最高裁判決出ても、「ゾンビのように復活」

画像 会見には三木谷社長のほかケンコーコムの後藤玄利社長(左)、中央大学法科大学院の安念潤司教授(中央左)、楽天の國重惇史副社長(右)が出席した

 「最高裁で違憲判決が出たのに、ゾンビのようにもう一度規制をかけるのは許せない。許しちゃいけない」――28品目のネット販売規制について、三木谷社長は憤る。

 「99%の医薬品のネット販売を認めてやったから1%はいいだろうという政治的判断だろうが、これを認めてしまっては、すべて今まで通りの古いやり方がいいと是認することになる。わたしは断固として戦っていきたい」

 ネット販売で対面販売よりも副作用リスクが上がったとするデータは存在せず、対面販売のほうがネットより安全性が高いとする厚労省などの主張は、「科学的根拠の一切ない対面神話」だと三木谷社長は批判する。

 ケンコーコムは、各医薬品の購入前に説明文を読めるようにしたり、購入時にアレルギーや妊娠の有無をチェックしない限り購入できないようにするなど事前の説明を徹底。薬剤師7人が勤める実店舗も持ち、購入者からメールや電話で相談を受けるなど、安全性の向上に努めてきた。

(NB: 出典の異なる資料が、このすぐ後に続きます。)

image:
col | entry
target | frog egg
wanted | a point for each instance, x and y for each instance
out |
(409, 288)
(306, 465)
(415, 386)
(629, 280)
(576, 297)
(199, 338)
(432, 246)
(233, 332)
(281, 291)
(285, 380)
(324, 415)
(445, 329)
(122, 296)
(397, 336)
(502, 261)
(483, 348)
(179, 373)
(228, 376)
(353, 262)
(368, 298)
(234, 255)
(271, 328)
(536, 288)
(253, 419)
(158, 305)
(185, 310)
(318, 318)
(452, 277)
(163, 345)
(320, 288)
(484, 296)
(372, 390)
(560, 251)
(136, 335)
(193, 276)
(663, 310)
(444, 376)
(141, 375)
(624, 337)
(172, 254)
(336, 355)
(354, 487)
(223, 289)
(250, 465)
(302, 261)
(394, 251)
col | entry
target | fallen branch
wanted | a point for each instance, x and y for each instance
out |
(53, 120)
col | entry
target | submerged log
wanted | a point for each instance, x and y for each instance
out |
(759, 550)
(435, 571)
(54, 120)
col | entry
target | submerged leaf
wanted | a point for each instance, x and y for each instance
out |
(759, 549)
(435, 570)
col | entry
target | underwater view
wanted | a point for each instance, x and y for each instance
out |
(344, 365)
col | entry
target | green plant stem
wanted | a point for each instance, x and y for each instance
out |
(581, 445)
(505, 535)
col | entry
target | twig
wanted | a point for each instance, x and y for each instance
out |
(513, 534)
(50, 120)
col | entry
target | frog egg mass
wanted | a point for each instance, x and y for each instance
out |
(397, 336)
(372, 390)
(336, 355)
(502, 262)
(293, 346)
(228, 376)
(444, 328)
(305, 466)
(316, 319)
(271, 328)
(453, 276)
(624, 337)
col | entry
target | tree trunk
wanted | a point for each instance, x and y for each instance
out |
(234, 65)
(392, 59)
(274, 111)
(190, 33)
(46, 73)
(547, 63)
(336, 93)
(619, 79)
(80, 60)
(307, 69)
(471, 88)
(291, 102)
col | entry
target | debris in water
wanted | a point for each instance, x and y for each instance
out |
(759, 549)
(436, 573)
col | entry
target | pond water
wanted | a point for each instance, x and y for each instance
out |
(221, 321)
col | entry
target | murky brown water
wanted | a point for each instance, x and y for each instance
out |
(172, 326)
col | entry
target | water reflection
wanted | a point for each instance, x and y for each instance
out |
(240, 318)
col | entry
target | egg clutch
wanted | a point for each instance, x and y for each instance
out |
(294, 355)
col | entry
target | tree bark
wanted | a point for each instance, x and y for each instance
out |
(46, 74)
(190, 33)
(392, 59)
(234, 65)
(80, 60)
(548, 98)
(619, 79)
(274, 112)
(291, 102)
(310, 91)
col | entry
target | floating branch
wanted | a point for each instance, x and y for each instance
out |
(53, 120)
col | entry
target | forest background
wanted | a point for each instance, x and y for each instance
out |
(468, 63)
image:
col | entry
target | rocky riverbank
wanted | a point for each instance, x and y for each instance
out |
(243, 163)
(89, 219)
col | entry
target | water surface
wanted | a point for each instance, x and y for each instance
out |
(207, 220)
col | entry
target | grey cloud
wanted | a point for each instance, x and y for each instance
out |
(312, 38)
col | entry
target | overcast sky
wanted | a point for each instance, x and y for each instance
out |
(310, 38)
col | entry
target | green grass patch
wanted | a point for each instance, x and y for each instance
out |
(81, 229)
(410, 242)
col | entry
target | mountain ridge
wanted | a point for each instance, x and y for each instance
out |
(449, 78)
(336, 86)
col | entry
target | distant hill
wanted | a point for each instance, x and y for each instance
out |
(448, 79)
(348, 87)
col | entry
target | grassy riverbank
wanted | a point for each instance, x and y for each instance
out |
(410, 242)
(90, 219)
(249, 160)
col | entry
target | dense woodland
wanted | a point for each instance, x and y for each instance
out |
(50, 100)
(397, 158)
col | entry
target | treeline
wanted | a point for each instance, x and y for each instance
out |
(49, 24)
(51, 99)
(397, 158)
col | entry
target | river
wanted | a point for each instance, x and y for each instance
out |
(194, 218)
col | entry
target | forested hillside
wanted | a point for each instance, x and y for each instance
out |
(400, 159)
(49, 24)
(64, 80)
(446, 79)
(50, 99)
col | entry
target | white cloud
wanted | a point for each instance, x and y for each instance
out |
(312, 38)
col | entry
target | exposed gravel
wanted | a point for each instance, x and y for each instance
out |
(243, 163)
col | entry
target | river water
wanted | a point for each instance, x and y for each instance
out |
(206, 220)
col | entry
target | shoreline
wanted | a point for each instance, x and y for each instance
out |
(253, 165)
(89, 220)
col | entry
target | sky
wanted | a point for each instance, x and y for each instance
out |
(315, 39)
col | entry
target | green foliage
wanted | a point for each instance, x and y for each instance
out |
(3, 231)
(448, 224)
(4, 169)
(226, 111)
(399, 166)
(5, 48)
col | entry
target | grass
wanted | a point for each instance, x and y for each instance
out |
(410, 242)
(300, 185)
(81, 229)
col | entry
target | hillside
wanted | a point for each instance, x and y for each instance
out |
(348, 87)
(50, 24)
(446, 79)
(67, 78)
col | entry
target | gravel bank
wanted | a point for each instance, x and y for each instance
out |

 また、ネット販売なら誰がどの医薬品を買ったかのトレーサビリティも確保でき、想定以上の副作用が出て薬品のリコールがあった場合にも回収がしやすいという。「これだけ安全に対して取り組んでいるのに、なぜダメなのか。それを教えていただきたい」と、ケンコーコムの後藤玄利社長は訴える。